A partir de então, a turma foi dividida em sete grupos, cada um responsável por pesquisar a biografia de um dos escritores pan-africanistas relacionados e selecionar sete fatos que julgassem significativos em suas trajetórias de vida, a fim de compor as peças do dominó. Foi ainda solicitado, que cada grupo produzisse cartazes em que se destacassem os mesmos fatos e imagens dos biografados. O objetivo era fazer uma exposição sobre os escritores na qual os visitantes pudessem ter contato e conhecer um pouco do movimento pan-africanista e das contribuições dos sete expoentes, com a mediação dos estudantes. Esses foram, ainda, orientados a transformar os episódios do podcast em QRCodes, que foram impressos e colocados nos cartazes, de modo a tornar o conteúdo da exposição ainda mais acessível aos visitantes, antes de convidá-los a participar do jogo.
A experiência com a confecção desse jogo revelou-se como instigante prática pedagógica que privilegiou o lúdico e o protagonismo juvenil para, a partir do potencial de histórias de vida, produzir sentidos sobre conteúdos que eram canônicos para o currículo do ensino de história do Ensino Médio. Destaco, ainda, a reprodutibilidade dessa atividade, pois, além do dominó ser um jogo popular, cujas regras são facilmente reconhecidas, os materiais usados na confecção dos cartazes e peças do jogo são de fácil acesso e baixo custo. Para o Dominó dos Pan-Africanistas, utilizamos basicamente folhas de cartolina, papel A4, tesoura e cola. Desse modo, considero possível que o recurso da produção de jogos, particularmente o dominó[3], possa ser mobilizado para diversos contextos escolares, usando o biográfico como ponto de partida para encetar reflexões sobre períodos históricos consagrados nos currículos escolares.
[1] Doutora em História Social pela Universidade do Estado do Rio de Janeiro. Professora de História da rede pública estadual do Rio de Janeiro.
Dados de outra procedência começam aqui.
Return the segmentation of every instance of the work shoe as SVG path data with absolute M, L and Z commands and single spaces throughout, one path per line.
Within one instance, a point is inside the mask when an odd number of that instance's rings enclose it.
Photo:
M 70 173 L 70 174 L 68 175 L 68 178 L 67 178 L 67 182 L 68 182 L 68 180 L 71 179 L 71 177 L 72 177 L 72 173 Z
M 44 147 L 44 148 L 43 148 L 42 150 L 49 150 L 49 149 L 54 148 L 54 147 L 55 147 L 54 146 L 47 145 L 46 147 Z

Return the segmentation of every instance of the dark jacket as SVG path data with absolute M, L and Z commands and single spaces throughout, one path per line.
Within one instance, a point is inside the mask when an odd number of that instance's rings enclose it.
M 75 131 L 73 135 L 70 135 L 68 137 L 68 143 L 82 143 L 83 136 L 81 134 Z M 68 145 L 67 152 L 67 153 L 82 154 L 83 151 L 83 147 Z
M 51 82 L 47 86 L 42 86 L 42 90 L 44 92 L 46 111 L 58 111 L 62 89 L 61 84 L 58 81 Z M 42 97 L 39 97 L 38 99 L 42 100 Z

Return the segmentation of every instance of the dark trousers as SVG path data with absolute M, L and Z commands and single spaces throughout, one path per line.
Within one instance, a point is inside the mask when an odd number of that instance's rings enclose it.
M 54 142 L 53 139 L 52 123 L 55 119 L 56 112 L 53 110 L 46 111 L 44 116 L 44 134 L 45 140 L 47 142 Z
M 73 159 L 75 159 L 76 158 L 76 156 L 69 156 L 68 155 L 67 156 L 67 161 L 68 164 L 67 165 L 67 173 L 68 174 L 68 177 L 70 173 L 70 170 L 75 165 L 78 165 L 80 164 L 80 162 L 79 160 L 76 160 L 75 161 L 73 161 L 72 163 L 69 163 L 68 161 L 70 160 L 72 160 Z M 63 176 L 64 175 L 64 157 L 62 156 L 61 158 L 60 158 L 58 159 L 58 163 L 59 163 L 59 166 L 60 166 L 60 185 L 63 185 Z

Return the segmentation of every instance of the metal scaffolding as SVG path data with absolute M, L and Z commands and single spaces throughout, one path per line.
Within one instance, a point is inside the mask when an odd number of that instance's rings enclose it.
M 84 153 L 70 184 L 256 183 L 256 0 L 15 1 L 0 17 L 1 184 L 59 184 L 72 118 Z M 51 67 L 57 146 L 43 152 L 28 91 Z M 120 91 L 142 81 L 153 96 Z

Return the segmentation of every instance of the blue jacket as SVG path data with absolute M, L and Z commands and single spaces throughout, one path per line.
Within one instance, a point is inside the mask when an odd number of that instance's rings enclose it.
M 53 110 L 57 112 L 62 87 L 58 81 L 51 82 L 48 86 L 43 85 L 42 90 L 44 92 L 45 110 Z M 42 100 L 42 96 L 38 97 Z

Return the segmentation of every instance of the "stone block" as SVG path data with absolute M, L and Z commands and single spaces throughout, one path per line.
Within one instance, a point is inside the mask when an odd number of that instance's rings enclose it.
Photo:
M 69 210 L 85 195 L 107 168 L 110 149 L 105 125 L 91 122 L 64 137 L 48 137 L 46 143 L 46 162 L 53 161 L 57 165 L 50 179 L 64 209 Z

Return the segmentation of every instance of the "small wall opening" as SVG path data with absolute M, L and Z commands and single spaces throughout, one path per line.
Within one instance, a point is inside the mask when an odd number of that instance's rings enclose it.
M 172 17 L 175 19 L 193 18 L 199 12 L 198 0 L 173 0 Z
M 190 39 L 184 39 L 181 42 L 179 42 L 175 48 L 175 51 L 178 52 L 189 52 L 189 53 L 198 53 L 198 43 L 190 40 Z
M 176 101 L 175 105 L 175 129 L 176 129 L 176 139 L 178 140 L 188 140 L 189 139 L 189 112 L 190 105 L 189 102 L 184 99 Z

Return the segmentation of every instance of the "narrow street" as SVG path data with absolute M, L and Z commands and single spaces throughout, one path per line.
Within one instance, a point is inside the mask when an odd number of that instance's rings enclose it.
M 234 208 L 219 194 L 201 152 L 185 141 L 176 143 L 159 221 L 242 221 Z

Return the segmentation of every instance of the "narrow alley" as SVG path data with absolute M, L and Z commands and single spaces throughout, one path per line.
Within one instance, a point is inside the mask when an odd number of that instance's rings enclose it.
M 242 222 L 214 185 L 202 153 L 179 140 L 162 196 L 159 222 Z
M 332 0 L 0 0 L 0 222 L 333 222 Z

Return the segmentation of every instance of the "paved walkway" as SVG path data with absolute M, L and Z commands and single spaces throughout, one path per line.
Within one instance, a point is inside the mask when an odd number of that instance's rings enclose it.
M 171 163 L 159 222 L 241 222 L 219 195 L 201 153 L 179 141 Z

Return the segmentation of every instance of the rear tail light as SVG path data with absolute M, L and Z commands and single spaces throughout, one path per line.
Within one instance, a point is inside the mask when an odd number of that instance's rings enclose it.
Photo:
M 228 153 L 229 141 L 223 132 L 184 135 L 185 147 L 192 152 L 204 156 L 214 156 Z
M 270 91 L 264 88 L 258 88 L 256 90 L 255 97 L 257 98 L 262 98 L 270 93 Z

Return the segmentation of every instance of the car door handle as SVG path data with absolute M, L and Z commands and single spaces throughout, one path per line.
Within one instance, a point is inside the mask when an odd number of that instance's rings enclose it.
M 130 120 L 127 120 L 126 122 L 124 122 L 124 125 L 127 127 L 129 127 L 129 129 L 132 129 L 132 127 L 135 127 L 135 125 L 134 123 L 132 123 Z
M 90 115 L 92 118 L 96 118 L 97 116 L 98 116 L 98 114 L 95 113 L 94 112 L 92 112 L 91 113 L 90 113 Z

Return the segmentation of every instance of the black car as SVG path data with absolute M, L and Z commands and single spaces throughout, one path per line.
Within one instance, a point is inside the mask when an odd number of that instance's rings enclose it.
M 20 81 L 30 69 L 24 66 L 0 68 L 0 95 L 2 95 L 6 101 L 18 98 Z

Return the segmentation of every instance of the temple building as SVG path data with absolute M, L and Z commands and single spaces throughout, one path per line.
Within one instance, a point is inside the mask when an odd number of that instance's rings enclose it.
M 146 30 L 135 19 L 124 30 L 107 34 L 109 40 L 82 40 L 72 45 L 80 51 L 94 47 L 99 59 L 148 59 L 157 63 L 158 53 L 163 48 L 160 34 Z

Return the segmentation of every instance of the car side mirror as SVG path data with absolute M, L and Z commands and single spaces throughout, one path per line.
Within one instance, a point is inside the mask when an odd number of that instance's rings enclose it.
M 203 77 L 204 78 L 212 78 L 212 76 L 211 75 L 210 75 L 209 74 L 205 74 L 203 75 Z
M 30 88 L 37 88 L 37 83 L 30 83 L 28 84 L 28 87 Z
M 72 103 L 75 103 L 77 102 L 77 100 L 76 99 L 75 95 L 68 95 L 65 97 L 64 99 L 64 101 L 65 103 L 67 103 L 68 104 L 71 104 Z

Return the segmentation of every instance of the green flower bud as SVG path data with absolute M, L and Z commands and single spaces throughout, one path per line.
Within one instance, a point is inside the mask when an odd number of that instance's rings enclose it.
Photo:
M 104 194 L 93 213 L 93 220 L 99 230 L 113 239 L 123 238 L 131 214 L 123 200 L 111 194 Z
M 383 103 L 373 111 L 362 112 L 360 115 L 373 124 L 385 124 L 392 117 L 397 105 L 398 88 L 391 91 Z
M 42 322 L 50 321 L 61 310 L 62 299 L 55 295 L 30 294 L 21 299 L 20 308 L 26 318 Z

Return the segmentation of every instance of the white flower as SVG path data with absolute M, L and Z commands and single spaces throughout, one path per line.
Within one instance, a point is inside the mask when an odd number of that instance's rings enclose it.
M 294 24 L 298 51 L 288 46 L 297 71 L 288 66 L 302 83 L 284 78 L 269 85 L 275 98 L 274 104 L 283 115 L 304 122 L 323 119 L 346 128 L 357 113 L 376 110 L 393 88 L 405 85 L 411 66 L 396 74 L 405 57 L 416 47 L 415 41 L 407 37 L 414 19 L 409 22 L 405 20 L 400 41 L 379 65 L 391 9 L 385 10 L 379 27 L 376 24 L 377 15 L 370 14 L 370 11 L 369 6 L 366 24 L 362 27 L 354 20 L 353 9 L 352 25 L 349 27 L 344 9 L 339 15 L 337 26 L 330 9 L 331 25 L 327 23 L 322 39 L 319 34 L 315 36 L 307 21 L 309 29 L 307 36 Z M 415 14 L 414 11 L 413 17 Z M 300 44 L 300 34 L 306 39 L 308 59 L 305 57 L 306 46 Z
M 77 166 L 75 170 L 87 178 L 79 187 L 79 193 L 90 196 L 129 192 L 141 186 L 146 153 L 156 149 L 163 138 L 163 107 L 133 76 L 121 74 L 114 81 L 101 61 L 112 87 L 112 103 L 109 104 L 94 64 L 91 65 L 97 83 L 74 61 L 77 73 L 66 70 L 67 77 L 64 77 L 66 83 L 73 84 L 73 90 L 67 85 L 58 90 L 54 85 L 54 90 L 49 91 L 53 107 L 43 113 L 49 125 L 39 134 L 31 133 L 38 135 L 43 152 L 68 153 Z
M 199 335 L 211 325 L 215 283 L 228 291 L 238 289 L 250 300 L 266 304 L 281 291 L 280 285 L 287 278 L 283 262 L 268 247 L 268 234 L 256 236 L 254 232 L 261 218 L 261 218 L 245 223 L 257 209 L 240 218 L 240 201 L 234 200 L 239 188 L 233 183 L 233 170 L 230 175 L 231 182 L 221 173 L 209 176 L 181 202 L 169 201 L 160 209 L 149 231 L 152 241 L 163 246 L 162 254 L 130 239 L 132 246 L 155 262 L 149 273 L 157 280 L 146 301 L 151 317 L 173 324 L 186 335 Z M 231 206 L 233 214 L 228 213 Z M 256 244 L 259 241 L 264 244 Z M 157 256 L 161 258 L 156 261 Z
Pesquisadora vinculada ao Laboratório de Pesquisa e Práticas de Ensino em História (LPPE/Uerj), ao Núcleo de Estudos sobre Biografia, História, Ensino e Subjetividades (Nubhes/Uerj) e ao Laboratório de Ensino de História e Patrimônio Cultural (LEEHPaC/PUC-Rio).
[2] Disponível em: https://lppe.uerj.br/pan-africanistas . Acesso em: 21/09/2024.
[3] Desde então, além do Dominó dos Pan-Africanistas, já produzi com outras turmas, de outras séries e outras escolas, um Dominó das Rainhas Africanas e um Dominó dos Primeiros Cientistas.